Ich schüttelte meinen Kopf, unfähig etwas zu sagen. Meine Lippen waren zu einer schmalen Linie zusammengepresst. Der Lockenkopf sah auf meine Hände, die sich vorsichtig auf seine Brust legten. Zaghaft schob ich ihn zurück aufs Krankenbett. Er leistete keinen Widerstand. „Harry..." Ich atmete schwer ein. „Ich habe mit Noam telefoniert. Ich hatte denselben Verdacht, aber Haydon Hunter war die gesamte Zeit über in seiner Isolationszelle."

Harrys Kiefer war angespannt. Der Blick gequält. „Louis, ich war d..."

Ich ließ ihn nicht aussprechen. Seine Gedanken waren schon zu weit verloren gegangen. Ich musste weiteren Schaden verhindern. „Haydon hat das geschafft, was keiner sich auch nur zu denken wagte. Er hat dich im Luminal angegriffen. Und das nicht nur physisch, sondern auch emotional. Er ist in deinem Kopf, Harry." Mit meinen Worten erstarrte Harrys Miene zu einer ausdruckslosen Maske. Er drehte seinen Kopf zum Fenster und blickte hinaus. Seine Augen bewegten sich so schnell, was würde er etwas lesen, das jedoch eigentlich gar nicht da war.

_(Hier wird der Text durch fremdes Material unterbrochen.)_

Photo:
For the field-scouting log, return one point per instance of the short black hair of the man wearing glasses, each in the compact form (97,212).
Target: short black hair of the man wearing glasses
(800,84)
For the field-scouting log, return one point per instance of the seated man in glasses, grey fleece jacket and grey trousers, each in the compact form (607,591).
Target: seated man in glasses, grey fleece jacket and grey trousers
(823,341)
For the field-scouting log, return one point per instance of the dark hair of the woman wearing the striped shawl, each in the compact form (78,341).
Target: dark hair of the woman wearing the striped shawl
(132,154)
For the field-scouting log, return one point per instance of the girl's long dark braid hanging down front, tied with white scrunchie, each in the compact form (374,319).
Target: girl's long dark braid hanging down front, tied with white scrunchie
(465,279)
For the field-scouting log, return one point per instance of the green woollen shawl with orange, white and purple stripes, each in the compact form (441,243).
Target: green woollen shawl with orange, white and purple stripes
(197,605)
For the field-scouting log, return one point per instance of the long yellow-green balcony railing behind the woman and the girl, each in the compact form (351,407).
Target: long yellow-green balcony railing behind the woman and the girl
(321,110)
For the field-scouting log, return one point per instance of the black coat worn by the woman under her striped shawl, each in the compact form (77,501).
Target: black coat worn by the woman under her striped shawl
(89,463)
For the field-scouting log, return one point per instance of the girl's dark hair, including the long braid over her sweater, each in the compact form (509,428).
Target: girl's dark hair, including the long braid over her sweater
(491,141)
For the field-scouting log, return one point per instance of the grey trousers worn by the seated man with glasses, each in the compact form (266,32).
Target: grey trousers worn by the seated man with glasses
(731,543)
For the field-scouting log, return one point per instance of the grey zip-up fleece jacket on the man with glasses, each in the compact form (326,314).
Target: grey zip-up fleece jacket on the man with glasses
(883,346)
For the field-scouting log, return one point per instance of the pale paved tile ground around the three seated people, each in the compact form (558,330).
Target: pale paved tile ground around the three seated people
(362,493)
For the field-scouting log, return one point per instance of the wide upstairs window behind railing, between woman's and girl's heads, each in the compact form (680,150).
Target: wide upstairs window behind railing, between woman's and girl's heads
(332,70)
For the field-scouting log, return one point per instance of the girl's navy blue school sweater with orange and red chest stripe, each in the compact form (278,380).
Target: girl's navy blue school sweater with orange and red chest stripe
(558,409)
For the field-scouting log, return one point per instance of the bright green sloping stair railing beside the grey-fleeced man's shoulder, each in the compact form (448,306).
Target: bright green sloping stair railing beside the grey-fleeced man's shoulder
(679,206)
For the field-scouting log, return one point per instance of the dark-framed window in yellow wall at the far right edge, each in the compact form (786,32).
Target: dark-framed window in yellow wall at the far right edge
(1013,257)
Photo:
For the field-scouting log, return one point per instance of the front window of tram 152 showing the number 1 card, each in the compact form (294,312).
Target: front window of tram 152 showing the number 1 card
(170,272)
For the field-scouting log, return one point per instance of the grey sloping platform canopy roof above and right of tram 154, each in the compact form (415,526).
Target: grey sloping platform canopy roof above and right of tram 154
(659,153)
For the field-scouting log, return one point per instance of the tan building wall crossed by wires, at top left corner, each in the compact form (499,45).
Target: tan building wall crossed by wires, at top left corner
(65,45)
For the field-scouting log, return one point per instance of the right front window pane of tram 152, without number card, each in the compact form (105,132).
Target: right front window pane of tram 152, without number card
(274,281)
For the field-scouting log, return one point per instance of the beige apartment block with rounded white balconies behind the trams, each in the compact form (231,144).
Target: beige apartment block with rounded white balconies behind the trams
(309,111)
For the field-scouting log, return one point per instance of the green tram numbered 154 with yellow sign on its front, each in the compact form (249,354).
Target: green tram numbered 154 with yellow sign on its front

Mit meiner Hand an seiner Wange, erkämpfte ich mir seine Aufmerksamkeit zurück. „Harry sag mir... wie geht es dir?"

„Es geht mir gut."

„Schön, das freut mich zu hören. Aber mir geht es nicht gut." Sofort glitten seine grünen Augen meinen Körper entlang, auf der Suche nach möglichen Verletzungen. Hörbar atmete ich ein. Schlagartig schnellte sein Blick wieder zu mir nach oben. „Der Fall mit den Schachfiguren, die Trennung von Juliet, dein Scheintod und jetzt das..." Ich zeigte auf seinen, in Verband gehüllten, Körper. „Das alles wird mir langsam zu viel. Ich kann nicht mehr. Ich glaube... ich sollte mich in Therapie begeben." Ich sah ihn an. Seine Miene war unverändert. „Und ich würde mich freuen, wenn ich dabei nicht alleine wäre. Wenn du mich begleiten würdest." Die Lautstärke in der ich sprach, minimierte sich auf ein Flüstern.